HopkinsIDD / cholera-mapping-pipeline

Formerly part of cholera-taxonomy. The map creation scripts, packages, and file structure
1 stars 3 forks source link

SDN 2016-20 #436

Open eclee25 opened 1 year ago

QLLZ commented 1 year ago

Data pull: HASH: 6772ea9da4f43ddc3da11c494a573af2ca3dd3c8 config

QLLZ commented 1 year ago

Model run: HASH: 6772ea9da4f43ddc3da11c494a573af2ca3dd3c8

QLLZ commented 1 year ago

After double checking, SDN2016-2020 config was missing before.need to regenerate config and rerun from data pull

QLLZ commented 1 year ago

new config

QLLZ commented 1 year ago

rerun from data pull: data pull on dev: HASH c9a89d4ac5e4f63cb75fa5c006a900ece2839199

QLLZ commented 1 year ago

Model run: HASH 6772ea9da4f43ddc3da11c494a573af2ca3dd3c8

QLLZ commented 1 year ago

Country data report

eclee25 commented 1 year ago

Convergence, fits, Rhats look good, but there is a strong effect of the adjacency matrix on the rate maps that seems unusual.

Opinion: Investigate adjacency matrix

javierps commented 1 year ago

Maybe same issue on population density as in NER. Large and sparsely populated places are hard for the model to fit?

javierps commented 1 year ago

Dagar fixed should solve this, waiting for ID 45 report.

QLLZ commented 1 year ago

Config

Data pull:

HASH: 211913e0eb7d570ed62c48bc1ae9ecd6671a6cbc

QLLZ commented 1 year ago

Failed stan model run log file

QLLZ commented 1 year ago

Rerun on dev_u_combs_fix

HASH: e56580fa5ddab00293e31ff90139351f80ae3f6c

QLLZ commented 1 year ago

country data report

QLLZ commented 1 year ago

Overall cases are overestimated. convergency looks good/

eclee25 commented 1 year ago

Instability in sd_w traceplots but otherwise the model convergence looks good. There is overestimation in 2016 and 2019 and it's not clear why. Perhaps the 2016 overestimation is related to the multi-year observation from 2016-2018?

Investigate the 3-year multi-year obs in OCs 20189? 21107? It's hard to tell which OCs they are in based on the cdr -- may be better to verify which OCs have these observations in the stan input file.

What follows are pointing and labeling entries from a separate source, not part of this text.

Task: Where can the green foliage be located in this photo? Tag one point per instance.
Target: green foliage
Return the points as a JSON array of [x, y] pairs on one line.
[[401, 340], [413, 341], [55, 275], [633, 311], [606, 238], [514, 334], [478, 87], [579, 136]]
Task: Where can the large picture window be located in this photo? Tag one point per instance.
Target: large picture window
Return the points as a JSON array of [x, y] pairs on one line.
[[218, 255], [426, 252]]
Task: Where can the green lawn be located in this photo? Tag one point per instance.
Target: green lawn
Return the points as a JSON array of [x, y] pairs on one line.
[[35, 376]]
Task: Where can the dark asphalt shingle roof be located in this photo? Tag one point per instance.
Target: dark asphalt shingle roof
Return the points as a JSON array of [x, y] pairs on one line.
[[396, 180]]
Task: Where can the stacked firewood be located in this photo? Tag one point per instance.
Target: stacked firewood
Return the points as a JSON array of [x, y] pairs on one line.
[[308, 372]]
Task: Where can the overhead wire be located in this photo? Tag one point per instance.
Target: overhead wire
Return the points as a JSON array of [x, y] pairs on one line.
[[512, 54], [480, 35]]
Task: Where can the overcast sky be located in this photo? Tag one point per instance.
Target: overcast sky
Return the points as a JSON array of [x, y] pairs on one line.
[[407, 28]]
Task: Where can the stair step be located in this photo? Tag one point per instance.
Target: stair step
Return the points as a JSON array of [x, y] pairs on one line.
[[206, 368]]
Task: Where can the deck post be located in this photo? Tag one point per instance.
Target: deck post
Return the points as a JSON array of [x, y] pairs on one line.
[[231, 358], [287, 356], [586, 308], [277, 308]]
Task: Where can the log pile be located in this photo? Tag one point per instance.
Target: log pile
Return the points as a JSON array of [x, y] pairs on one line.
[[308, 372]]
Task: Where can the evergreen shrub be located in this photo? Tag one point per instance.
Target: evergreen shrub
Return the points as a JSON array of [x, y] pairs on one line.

I think we could perhaps try running it after removing or handling the 3-year multi-year obs in a different way?

QLLZ commented 1 year ago

double checked the 3-year observation in 21089. it looks correct based on the source doc

javierps commented 1 year ago

The 2016 data is an imputed observation, so may make sense it is hard for the model to fit.

For std_dev_w, given the very high values of rho I don't think this has a large impact (the w traceplots look very good).

I don't think the multi-year observations are breaking things here, but could try a run without it.

eclee25 commented 1 year ago

Rerun with updated national od parameter

eclee25 commented 1 year ago

@javierps determined that the initialization failures we're having with the new od admin0 parameter are caused by numerical stability issues in the evaluation of the censored observation probability -- added a possible fix to the Stan code that improves numerical stability of the probability is close to 0 or 1 --> implemented as dummy censoring variables

javierps commented 1 year ago

Sep 2023 Production run: chain differences in std_w, rest convergence Ok, Rhats Ok.

Suggestion: accept.

eclee25 commented 1 year ago

Noting that Tab 6 2017 estimates are between the two observations and the PI does not include either obs, likely due to the slightly restricted overdispersion param here. Other diags look okay.

Discuss this but leaning to Approve. We are okay with the 2017 estimate but we want to rerun the cdr to show the 2016 imputed observations.

Action Required - rerun cdr

eclee25 commented 1 year ago

2016 imputed obs is ok. Approve